Festival der Marketing-Strategen

Die CEBIT möchte die "Digitale Transformation neu inszenieren", aber dabei soll um "Business und Leads, Leads, Leads" gehen. "Leads" sind im Business-Jargon die verbindlichen Bestellungen und Aufträge. Nur haben sich die Zeiten gewandelt. Viel findet längst im Internet statt.

Von allem ein bisschen?

Die neue CEBIT zusammengefasst: Von allem also ein bisschen, aber nichts Genaues.

Von Vorteil für die Veranstalter dürfte das vermutlich bessere Wetter im Juni sein. Bei vielen Messebesuchern war die bisherige Messe gerne als "Schneebit" verspottet worden - von entscheidendem Nachteil dürfte die parallel verlaufende Messe Angacom sein, welche wichtige Fachbesucher und Austeller aus der TK- und Medienbranche von Hannover fernhalten könnte.
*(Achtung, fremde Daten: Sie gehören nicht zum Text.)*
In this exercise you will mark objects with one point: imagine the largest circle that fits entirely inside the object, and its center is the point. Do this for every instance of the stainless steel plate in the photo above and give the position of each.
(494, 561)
Der interessierte Fachbesucher wird sich eine Liste machen: Sind meine Lieferanten noch oder wieder vor Ort? Ist meine Fachsparte ausreichend vertreten? Finde ich die wichtigen Ansprechpartner vor Ort, die mich fachkundig beraten oder bei denen ich verbindliche Preis- und Lieferbedingungen aushandeln kann? Oder treffe ich nur "Dampfplauderer", die mir meine Zeit rauben und mich ratloser heimkehren lassen, als ich es vorher bin?

Digitalisierung bedeutet vor allen Dingen schnelle Netze bis vor die Haustür. Und die baut mir eine Messe auch nicht unbedingt. Dazu muss ich mit dem Anbieter reden, der bei mir vor Ort vielleicht bauen kann oder will, wenn man ihn lässt. Ist der in Hannover oder Köln oder weder noch? Aus dem Terminkalender für Tarife und Innovationen kann man die CeBIT streichen. Im Privatkundensektor wird das wieder die IFA in Berlin sein, im Geschäftskundensektor vielleicht die Hannover Messe Industrie, eher Veranstaltungen wie der Mobile World Congress oder vielleicht auch die CES Show in Las Vegas, USA. Falls es solche kalendarischen Termine für die Branche überhaupt noch gibt.